Postal sem sobrescrito dirigido a Clara Antunes, casmurra
Caríssima Clara:
Vejo que deixou ontem, aqui no clube, um bilhetinho onde manifesta preocupações ou, ao menos, se entrega a elucubrações sobre o estado actual da minha pessoa. Diz, em particular, que eu “devo andar distraído” e que “quando acordar”, não sei quê, não sei quê, e tudo a propósito de umas frases que eu deveria ter lido e que, supostamente, me desagradariam.
Ignoro que intenção a moveu ao certo. Terá querido impressionar-me e aos restantes casmurros com o conhecimento das idiossincrasias de cada um de nós, começando pelas minhas? Percebeu, se assim for, que sou distraído e que me incomodo com atitudes públicas grosseiramente anti-intelectuais. Parabéns. A continuar por esse rumo, ninguém aqui terá segredos que escapem à sua perspicácia. Ou terá antes querido sublinhar a sua cumplicidade com as reservas que em tempos exprimi acerca das ideias e do discurso do Dr. Pacheco Pereira? Esta hipótese tem consequências mais complicadas, uma vez que poderia perfeitamente ter marcado a sua posição sem necessitar do meu aval (se de aval se tratou). Como sabe, o nosso clube preza enormemente o espírito individualista e a liberdade de cada um pensar e agir segundo as suas próprias boas ou más inclinações (sim, sim, as más também!).
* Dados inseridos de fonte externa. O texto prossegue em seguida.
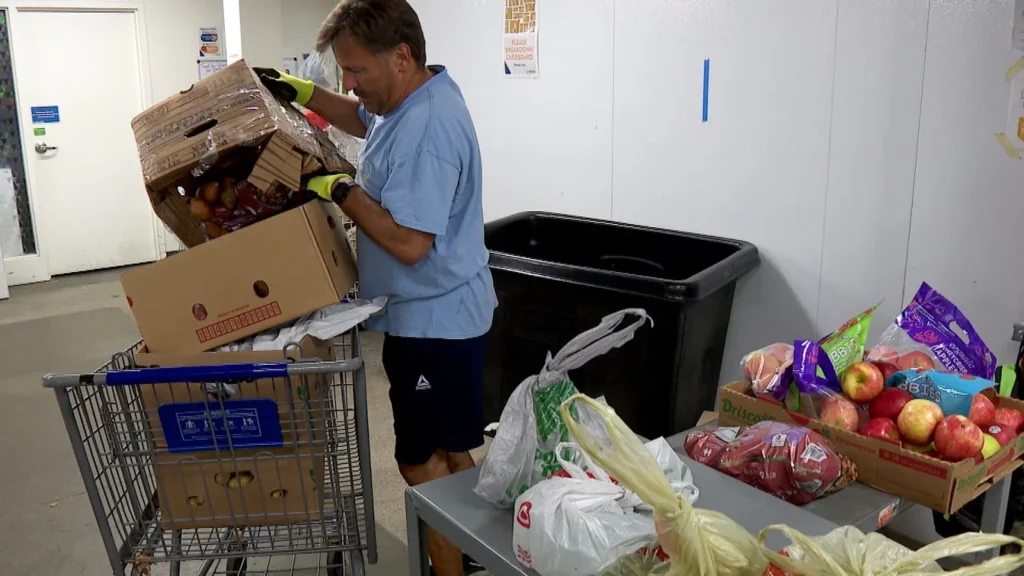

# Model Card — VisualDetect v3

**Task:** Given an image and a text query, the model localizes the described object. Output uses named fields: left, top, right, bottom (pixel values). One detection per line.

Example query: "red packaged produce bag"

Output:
left=716, top=421, right=857, bottom=504
left=683, top=426, right=739, bottom=468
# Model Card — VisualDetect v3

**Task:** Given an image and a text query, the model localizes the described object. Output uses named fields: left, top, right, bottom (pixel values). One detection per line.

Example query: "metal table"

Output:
left=406, top=424, right=1010, bottom=576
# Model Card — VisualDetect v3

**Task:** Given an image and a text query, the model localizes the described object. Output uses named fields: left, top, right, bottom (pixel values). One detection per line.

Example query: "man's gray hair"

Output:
left=316, top=0, right=427, bottom=68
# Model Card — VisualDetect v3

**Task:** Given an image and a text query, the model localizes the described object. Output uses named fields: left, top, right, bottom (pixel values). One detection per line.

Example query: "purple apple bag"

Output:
left=868, top=283, right=996, bottom=380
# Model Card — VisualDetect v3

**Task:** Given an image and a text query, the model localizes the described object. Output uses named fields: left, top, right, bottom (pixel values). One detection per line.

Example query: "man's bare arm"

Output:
left=305, top=86, right=367, bottom=138
left=337, top=184, right=434, bottom=265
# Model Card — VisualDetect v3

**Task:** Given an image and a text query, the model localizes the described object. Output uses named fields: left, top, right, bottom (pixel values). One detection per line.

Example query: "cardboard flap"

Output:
left=248, top=132, right=302, bottom=192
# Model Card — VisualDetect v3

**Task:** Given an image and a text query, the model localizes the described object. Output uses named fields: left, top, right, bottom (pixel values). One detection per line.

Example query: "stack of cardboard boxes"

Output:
left=121, top=60, right=355, bottom=529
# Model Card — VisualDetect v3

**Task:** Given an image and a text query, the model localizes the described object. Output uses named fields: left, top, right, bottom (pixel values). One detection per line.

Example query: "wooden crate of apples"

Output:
left=835, top=346, right=1024, bottom=462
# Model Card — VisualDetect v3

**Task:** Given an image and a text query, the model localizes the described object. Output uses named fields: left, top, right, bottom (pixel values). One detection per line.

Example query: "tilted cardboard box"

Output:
left=121, top=201, right=356, bottom=353
left=132, top=60, right=354, bottom=248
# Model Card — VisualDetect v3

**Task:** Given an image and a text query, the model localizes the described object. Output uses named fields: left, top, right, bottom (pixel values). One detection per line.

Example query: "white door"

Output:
left=10, top=4, right=161, bottom=275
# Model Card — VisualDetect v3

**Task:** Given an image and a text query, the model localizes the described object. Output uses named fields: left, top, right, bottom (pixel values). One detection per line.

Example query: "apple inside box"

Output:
left=718, top=382, right=1024, bottom=513
left=121, top=201, right=356, bottom=353
left=135, top=336, right=335, bottom=529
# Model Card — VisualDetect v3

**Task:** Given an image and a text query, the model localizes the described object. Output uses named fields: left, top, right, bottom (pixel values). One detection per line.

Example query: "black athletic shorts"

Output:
left=382, top=334, right=486, bottom=465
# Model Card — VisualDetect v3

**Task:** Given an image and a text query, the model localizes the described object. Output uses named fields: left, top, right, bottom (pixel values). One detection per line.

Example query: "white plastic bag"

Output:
left=512, top=478, right=657, bottom=576
left=217, top=296, right=387, bottom=352
left=555, top=438, right=700, bottom=511
left=474, top=308, right=653, bottom=507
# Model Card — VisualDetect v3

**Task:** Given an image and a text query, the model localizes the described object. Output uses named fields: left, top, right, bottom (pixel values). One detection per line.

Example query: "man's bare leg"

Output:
left=444, top=452, right=476, bottom=474
left=398, top=450, right=464, bottom=576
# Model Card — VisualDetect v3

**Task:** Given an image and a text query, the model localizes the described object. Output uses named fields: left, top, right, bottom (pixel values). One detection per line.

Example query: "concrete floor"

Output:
left=0, top=271, right=487, bottom=576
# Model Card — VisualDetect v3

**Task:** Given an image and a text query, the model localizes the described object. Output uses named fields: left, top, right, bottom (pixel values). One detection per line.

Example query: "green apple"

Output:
left=981, top=434, right=1002, bottom=459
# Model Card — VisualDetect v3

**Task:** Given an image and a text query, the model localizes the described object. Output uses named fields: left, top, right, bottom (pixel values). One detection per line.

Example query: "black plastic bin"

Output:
left=483, top=212, right=761, bottom=438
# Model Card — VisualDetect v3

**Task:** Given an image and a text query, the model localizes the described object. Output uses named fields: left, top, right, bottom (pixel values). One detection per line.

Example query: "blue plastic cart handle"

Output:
left=102, top=362, right=288, bottom=386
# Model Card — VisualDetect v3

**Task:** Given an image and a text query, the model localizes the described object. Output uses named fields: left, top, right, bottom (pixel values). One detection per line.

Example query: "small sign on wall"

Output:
left=199, top=26, right=224, bottom=58
left=30, top=106, right=60, bottom=124
left=504, top=0, right=538, bottom=78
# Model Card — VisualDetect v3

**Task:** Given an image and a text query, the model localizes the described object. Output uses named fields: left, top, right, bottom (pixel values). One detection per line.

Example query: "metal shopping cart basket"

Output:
left=43, top=330, right=377, bottom=576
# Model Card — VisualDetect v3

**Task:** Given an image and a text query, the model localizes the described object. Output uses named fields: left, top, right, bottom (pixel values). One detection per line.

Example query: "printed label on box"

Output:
left=874, top=500, right=899, bottom=528
left=196, top=301, right=281, bottom=342
left=157, top=399, right=284, bottom=452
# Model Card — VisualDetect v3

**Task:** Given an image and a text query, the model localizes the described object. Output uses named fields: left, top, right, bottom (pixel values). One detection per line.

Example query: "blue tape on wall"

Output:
left=700, top=58, right=711, bottom=122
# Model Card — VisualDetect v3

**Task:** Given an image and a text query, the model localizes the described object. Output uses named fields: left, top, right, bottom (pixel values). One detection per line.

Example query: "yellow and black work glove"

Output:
left=306, top=174, right=355, bottom=204
left=253, top=68, right=313, bottom=106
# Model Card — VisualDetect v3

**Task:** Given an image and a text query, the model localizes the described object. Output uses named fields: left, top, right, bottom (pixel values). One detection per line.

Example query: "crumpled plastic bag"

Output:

Eu quero crer que a sua inclinação, nesta circunstância, foi boa, se não mesmo excelente. Chamou-me à liça assim ao jeito de quem tem saudades. Comoveu-me, é inútil esconder-lhe a verdade. Ocorre, porém, que esta nossa facilidade de entendimento afectivo (se assim me posso exprimir) encontra o obstáculo, quem sabe previsível, de nem toda a gente compreender que é disso que se trata. Como a Clara diria, eu explico-me.
Muitos dos nossos confrades nesta agremiação aproveitaram de imediato para me interrogar sobre certa falta de assiduidade que tiveram mais facilidade de me apontar do que a eles próprios (como se passassem cá a vida). Naturalmente, reagi e também lhe confidencio que nem sempre as minhas reacções se pautam pela brandura. Numa palavra, houve zangas. Decerto foram efeitos colaterais do seu bilhetinho, que não intencionais, mas foram. Enfim, há-de passar. Mais grave foi o que tive de ouvir do nosso Groucho. Segundo ele, eu só cá venho para colar fotografias nas paredes e nunca antes ouvira eu que tal coisa o apoquentasse. Pois que sim, que isto parecia uma espelunca com as fotos por aí espalhadas, que dava mau aspecto, que era uma desarrumação, teve mesmo o desplante de me garantir que as imagens nem sequer eram do melhor gosto. Na parte final, tenho a certeza que me levantou a voz, calcule a Clara! Neste momento, já entrei em despesas para emoldurar as fotografias, a fim de não se concretizar a ameaça de irem todas para o lixo.
Porque estou eu a contar-lhe tais agruras? Muito simples. Com o intuito de lhe pedir que, da próxima vez, evite recados públicos. Tire-me da distracção, mas pessoalmente. Por qualquer motivo obscuro, a conjuntura anda propícia a crises da mais diversa ordem e eu gostaria de evitar que elas afectassem o nosso clube. Fora isso, estou inteiramente de acordo consigo: se há coisa que Pacheco Pereira não é, é aquilo a que legitimamente se pode chamar um “intelectual”. Contudo, muito apreciaria que a Clara elaborasse um pouco a explicação que deu para essa evidência. Pode ser?